This book and the accompanying exhibition offer a glimpse into a single generation of American life, from the first daguerreotypes made after the process was developed in 1839 until it was replaced by other techniques around the time of the Civil War. Only a few short years were required to turn all visual conventions of representation upside down. Almost as soon as the process was introduced, daguerreotypists began flouting artistic dictates about composition and cropping, posing and perspective.
Since 1839, the industrial revolution and, more recently, the information revolution have brought almost constant change, but few inventions have done as much as the daguerreotype to propel us into a new universe of perception. In this book, John Wood, professor of English and director of the creative writing program at McNeese State University, Louisiana, discusses the literature of the daguerreotype and some of the major figures who wrote about it.
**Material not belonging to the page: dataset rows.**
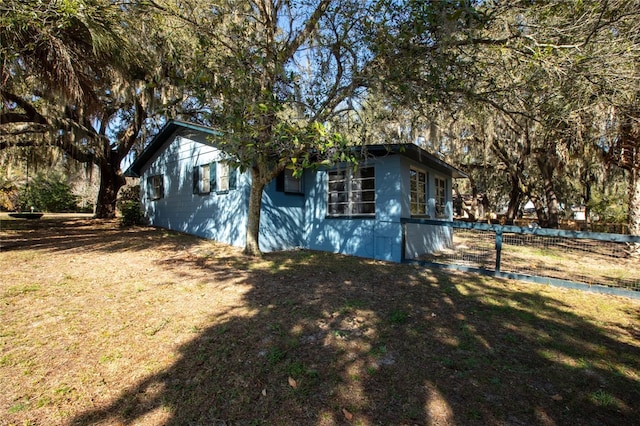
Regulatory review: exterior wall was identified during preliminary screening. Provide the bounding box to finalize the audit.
[304,156,402,262]
[401,157,453,258]
[140,126,453,262]
[140,134,303,252]
[405,223,453,259]
[262,178,305,252]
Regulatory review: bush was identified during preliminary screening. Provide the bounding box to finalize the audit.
[20,173,78,213]
[118,185,144,226]
[120,200,144,226]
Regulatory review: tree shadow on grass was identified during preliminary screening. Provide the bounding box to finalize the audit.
[0,215,205,252]
[72,246,640,425]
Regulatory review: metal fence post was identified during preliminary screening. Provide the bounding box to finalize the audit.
[496,227,502,272]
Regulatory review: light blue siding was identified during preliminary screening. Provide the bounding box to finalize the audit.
[304,156,402,262]
[134,123,460,262]
[140,128,304,252]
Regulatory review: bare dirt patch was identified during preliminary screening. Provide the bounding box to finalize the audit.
[0,216,640,425]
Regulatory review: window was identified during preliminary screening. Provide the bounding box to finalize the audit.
[409,169,427,215]
[147,175,164,200]
[193,163,215,194]
[193,161,237,194]
[276,169,304,194]
[328,167,376,216]
[435,178,447,217]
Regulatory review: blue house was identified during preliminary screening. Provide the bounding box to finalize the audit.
[128,121,465,262]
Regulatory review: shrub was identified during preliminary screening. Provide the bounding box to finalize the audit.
[20,173,78,212]
[118,185,144,226]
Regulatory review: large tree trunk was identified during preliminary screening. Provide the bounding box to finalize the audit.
[629,168,640,258]
[505,175,524,224]
[244,168,265,256]
[95,161,126,219]
[537,156,560,228]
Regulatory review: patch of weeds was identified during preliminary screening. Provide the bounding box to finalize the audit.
[339,299,366,314]
[0,354,14,367]
[269,322,285,336]
[100,352,122,364]
[369,345,387,357]
[589,389,618,408]
[389,309,409,325]
[37,396,51,408]
[144,318,170,337]
[3,284,40,297]
[267,348,287,365]
[440,357,456,369]
[8,401,29,414]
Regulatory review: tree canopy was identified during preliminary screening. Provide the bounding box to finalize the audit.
[0,0,640,254]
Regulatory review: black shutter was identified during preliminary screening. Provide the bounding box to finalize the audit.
[229,167,238,190]
[209,161,218,192]
[276,172,284,192]
[193,166,200,194]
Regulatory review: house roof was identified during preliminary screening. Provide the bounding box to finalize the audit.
[125,120,222,177]
[362,143,468,179]
[125,120,467,178]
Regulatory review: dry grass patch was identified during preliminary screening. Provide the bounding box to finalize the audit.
[0,216,640,425]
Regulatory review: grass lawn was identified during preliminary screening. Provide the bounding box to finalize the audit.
[0,215,640,426]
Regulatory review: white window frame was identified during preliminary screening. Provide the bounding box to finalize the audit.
[216,161,230,193]
[409,167,429,216]
[433,176,447,218]
[284,169,304,194]
[197,163,211,194]
[147,174,164,201]
[327,166,376,217]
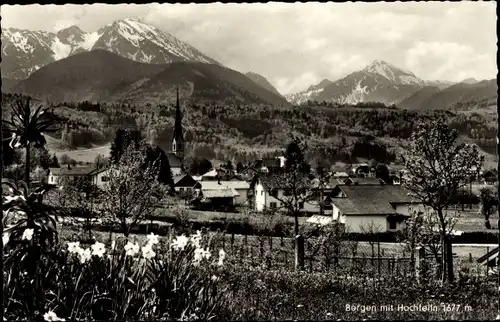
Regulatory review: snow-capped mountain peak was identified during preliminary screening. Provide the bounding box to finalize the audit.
[2,18,220,79]
[286,60,425,104]
[363,60,424,85]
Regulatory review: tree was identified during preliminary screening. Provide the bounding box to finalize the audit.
[47,177,98,240]
[142,145,174,189]
[479,187,498,229]
[109,128,141,164]
[269,138,317,236]
[61,153,72,164]
[236,162,244,173]
[100,146,167,237]
[403,119,481,281]
[94,154,109,169]
[2,98,56,186]
[189,157,212,175]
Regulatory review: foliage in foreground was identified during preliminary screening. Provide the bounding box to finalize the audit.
[223,268,498,321]
[4,233,226,321]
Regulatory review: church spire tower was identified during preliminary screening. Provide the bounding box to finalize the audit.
[172,87,184,160]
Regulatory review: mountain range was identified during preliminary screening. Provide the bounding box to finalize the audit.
[1,18,496,109]
[11,49,288,105]
[1,18,220,80]
[285,60,496,109]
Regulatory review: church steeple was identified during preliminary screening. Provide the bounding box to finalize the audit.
[172,87,184,159]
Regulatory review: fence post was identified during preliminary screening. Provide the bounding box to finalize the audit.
[415,247,425,283]
[377,242,380,276]
[282,249,288,269]
[260,238,264,262]
[295,235,304,270]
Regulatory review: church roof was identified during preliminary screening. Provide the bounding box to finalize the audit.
[174,87,184,141]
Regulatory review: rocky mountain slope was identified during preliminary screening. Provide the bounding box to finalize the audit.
[245,72,281,95]
[12,49,288,105]
[288,60,426,104]
[1,18,220,79]
[398,79,497,110]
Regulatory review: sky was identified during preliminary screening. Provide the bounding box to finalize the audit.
[1,1,497,94]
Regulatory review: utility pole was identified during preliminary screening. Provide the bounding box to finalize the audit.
[0,89,4,321]
[497,112,500,320]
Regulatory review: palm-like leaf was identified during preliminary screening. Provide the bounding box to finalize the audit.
[2,179,58,260]
[2,99,56,148]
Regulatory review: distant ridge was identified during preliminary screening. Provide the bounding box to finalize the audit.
[12,50,288,105]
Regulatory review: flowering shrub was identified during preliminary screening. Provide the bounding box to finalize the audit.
[5,232,226,321]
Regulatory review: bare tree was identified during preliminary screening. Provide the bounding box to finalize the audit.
[47,177,98,240]
[100,145,168,237]
[479,188,498,229]
[398,207,457,276]
[403,119,481,282]
[269,138,327,236]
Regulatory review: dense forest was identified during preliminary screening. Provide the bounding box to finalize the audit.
[2,95,496,169]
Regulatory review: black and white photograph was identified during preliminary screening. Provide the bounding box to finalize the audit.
[0,1,500,321]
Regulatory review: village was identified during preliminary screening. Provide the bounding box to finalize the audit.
[0,1,500,322]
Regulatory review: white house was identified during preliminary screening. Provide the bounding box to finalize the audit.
[250,175,332,214]
[195,180,250,206]
[166,152,184,177]
[48,165,95,185]
[90,168,118,189]
[173,174,196,192]
[331,185,424,232]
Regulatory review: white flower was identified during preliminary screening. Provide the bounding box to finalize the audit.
[91,242,106,257]
[4,195,26,203]
[124,242,140,256]
[172,235,189,250]
[78,248,92,264]
[217,248,226,266]
[191,230,201,248]
[2,233,10,246]
[142,244,156,259]
[147,233,159,245]
[43,311,65,321]
[68,242,82,254]
[22,228,35,240]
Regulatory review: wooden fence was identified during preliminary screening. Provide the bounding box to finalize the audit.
[206,234,415,276]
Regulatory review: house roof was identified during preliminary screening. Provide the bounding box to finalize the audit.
[172,174,196,187]
[89,167,109,176]
[201,169,217,178]
[306,215,333,226]
[200,180,250,190]
[202,188,240,199]
[332,185,420,215]
[49,167,96,177]
[477,247,498,264]
[166,152,182,168]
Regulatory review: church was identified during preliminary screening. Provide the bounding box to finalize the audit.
[167,87,185,177]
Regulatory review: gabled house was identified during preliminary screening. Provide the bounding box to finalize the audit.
[477,247,498,273]
[90,168,117,189]
[166,152,184,177]
[194,180,250,206]
[250,174,333,214]
[173,174,197,192]
[331,185,424,232]
[47,165,95,185]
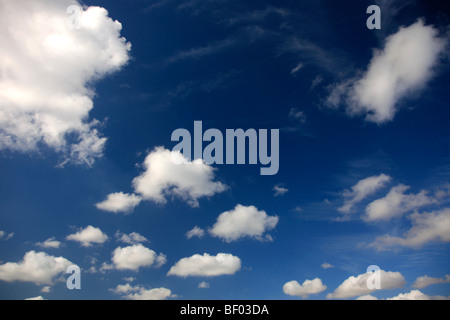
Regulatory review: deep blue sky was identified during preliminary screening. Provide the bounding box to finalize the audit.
[0,0,450,299]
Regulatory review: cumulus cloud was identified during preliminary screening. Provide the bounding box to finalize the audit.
[111,244,166,271]
[95,192,142,213]
[186,226,205,239]
[369,208,450,250]
[386,290,450,300]
[283,278,327,298]
[326,20,446,124]
[0,230,14,241]
[0,0,131,165]
[167,253,241,277]
[116,231,148,245]
[0,251,72,285]
[133,147,226,207]
[327,270,406,299]
[111,283,174,300]
[66,226,108,247]
[412,274,450,289]
[96,147,227,212]
[209,204,279,242]
[338,174,391,213]
[36,238,61,249]
[363,184,436,221]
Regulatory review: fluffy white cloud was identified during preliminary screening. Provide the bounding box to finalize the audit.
[370,208,450,250]
[36,238,61,249]
[66,226,108,247]
[133,147,226,207]
[0,230,14,241]
[386,290,450,300]
[111,283,173,300]
[167,253,241,277]
[95,192,142,213]
[186,226,205,239]
[0,251,72,285]
[327,20,446,123]
[412,274,450,289]
[209,204,279,242]
[283,278,327,298]
[110,244,166,271]
[327,270,406,299]
[0,0,131,165]
[338,174,391,213]
[273,185,289,197]
[116,231,148,245]
[363,184,436,221]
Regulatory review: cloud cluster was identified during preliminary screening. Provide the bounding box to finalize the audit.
[326,20,446,124]
[0,251,73,285]
[0,0,131,165]
[167,253,241,277]
[209,204,279,242]
[283,278,327,298]
[111,283,173,300]
[327,270,406,299]
[96,147,227,213]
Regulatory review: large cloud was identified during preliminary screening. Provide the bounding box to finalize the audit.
[283,278,327,298]
[0,251,72,285]
[96,147,227,212]
[0,0,131,165]
[209,204,278,242]
[327,270,406,299]
[327,20,446,123]
[370,208,450,250]
[167,253,241,277]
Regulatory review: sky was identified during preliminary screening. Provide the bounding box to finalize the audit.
[0,0,450,300]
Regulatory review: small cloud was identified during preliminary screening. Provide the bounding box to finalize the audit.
[273,185,289,197]
[186,226,205,239]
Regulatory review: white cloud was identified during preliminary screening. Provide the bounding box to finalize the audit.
[338,174,391,213]
[0,230,14,241]
[110,244,166,271]
[167,253,241,277]
[186,226,205,239]
[356,294,378,300]
[133,147,226,207]
[95,192,142,213]
[412,274,450,289]
[386,290,450,300]
[25,296,45,301]
[283,278,327,298]
[111,283,173,300]
[66,226,108,247]
[363,184,436,221]
[0,0,131,165]
[273,185,289,197]
[116,231,148,245]
[327,20,446,124]
[327,270,406,299]
[36,238,61,249]
[0,251,72,285]
[320,262,334,269]
[369,208,450,250]
[209,204,279,242]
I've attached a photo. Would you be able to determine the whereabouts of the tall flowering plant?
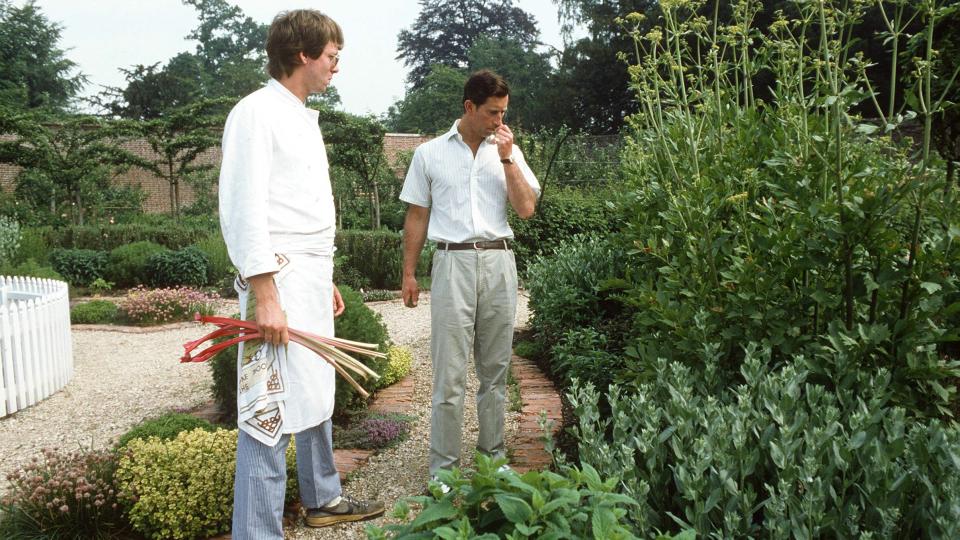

The essay by Merry Foresta , photography curator at the National Museum of American Art and coordinator of the accompanying exhibition, delves deeply into the subtleties and novelties of the daguerreotype as an agent of modernizing vision.
The book also includes a selection of key early texts by practitioners and champions of the new medium, which helps us pinpoint the stages of transformation and capture the era's intense interest in these groundbreaking images.
There is a satisfying symmetry in presenting a book on daguerreotypes as we plan for a CD-ROM to disseminate the museum's collection more widely. It would be possible to argue that the printing press, photographic processes, and electronic information technologies have been the three most significant inventions of the modern age. By highlighting the crucial technological advances introduced by photography, as well as the social transformations it helped create, this book brings us closer to understanding both our past and our present.